Physical Examination of urine (Part -1)

Introduction

  • Routine urine analysis is a commonly performed laboratory investigation used for screening and diagnosis of various diseases.

  • It is a simple, non-invasive, and cost-effective test.

  • Urine reflects the functional status of the kidneys, urinary tract, and metabolic processes of the body.

  • The test provides early information about renal, metabolic, hepatic, and systemic disorders.

  • Routine urine analysis consists of three main components:

    • Physical examination

    • Chemical examination

    • Microscopic examination

  • Physical examination includes assessment of volume, color, appearance, and specific gravity.

  • Chemical examination detects substances such as protein, glucose, ketone bodies, bilirubin, and blood.

  • Microscopic examination helps identify cells, casts, crystals, and microorganisms.

  • It is widely used in general health check-ups and clinical evaluations.

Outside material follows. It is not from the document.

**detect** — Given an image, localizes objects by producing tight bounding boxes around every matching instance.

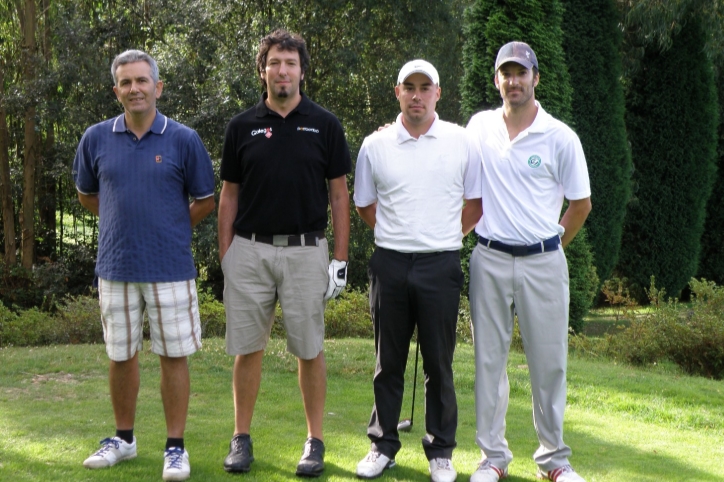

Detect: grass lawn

  • Early detection of abnormalities through routine urine analysis assists in diagnosis, monitoring of disease, and assessment of treatment response.


Components of Urine


 

Category Component Source / Formation Normal Presence Clinical Significance
Water Water Derived from plasma during glomerular filtration 95–96% of urine Reflects hydration status and renal concentrating ability
Organic components (Nitrogenous wastes) Urea Formed in liver from ammonia during protein metabolism Major organic constituent Increased in dehydration, renal failure; decreased in liver disease
Creatinine Produced from muscle creatine phosphate breakdown Constant daily excretion Indicator of renal function (GFR)
Uric acid End product of purine metabolism Present in moderate amount Increased in gout, leukemia, high cell turnover
Ammonia Formed from glutamine in renal tubules Present in small amount Helps maintain acid–base balance
Organic components (Non-nitrogenous) Hippuric acid Formed in liver from benzoic acid Present Increased after fruit intake or drug metabolism
Amino acids Filtered and mostly reabsorbed Traces only Aminoaciduria in tubular disorders
Glucose Filtered and reabsorbed in PCT Normally absent Present in diabetes mellitus, renal glycosuria
Ketone bodies Formed during fat metabolism Absent Seen in diabetic ketoacidosis, starvation
Bilirubin Conjugated bilirubin from liver Absent Indicates obstructive or hepatic jaundice
Urobilinogen Formed from bilirubin in intestine Trace amounts Increased in hemolytic anemia; absent in obstructive jaundice
Inorganic components (Electrolytes) Sodium (Na⁺) Dietary intake and renal regulation Variable Reflects fluid and electrolyte balance
Potassium (K⁺) Regulated by kidneys and aldosterone Variable Altered in renal and adrenal disorders
Chloride (Cl⁻) Derived from dietary salt Present Altered in dehydration and acid–base disorders
Phosphates From protein and bone metabolism Present Buffering action; increased in renal disease
Sulfates From sulfur-containing amino acids Present Reflects protein catabolism
Calcium From bone and dietary sources Small amount Increased in hyperparathyroidism, renal stones
Magnesium From dietary sources Small amount Altered in renal disorders
Pigments Urochrome Breakdown product of hemoglobin Present Responsible for normal yellow color
Urobilin Oxidized form of urobilinogen Present Contributes to urine color
Uroerythrin Minor pigment Trace Gives reddish tint in concentrated urine
Cellular elements (normally absent or minimal) RBCs Leakage from urinary tract Absent Hematuria in stones, tumors, glomerulonephritis
WBCs From inflammation or infection Absent Indicates urinary tract infection
Epithelial cells Shed from urinary tract lining Few Increased in infections or tubular damage
Casts Formed in renal tubules Absent Specific types indicate renal pathology
Crystals Precipitated solutes Occasional Stone formation or metabolic disorders

 


Specimen Requirements


 

Parameter Important Point
Type of specimen Freshly voided urine
Preferred sample Early morning urine
Collection method Clean-catch midstream urine
Container Clean, dry, wide-mouthed, leak-proof
Volume required 10–20 mL
Time for examination Within 1–2 hours of collection
Storage (if delayed) Refrigeration recommended
Contamination Avoid feces, menstrual blood, vaginal secretions
Labeling Patient name, date, and time required
Unsuitable sample Old or contaminated urine

 


Physical Examination


Volume

Urine volume refers to the total amount of urine excreted in a given period, usually measured over 24 hours, and it reflects renal function and fluid balance.

Normal urine volume:

  • The normal adult urine output is 1–2 liters per day (approximately 1500 mL) with normal fluid intake.

Abnormal urine volume:

  • Polyuria: Excessive urine output, usually more than 2.5–3 liters per day. It is commonly seen in diabetes mellitus, diabetes insipidus, excessive fluid intake, and use of diuretics.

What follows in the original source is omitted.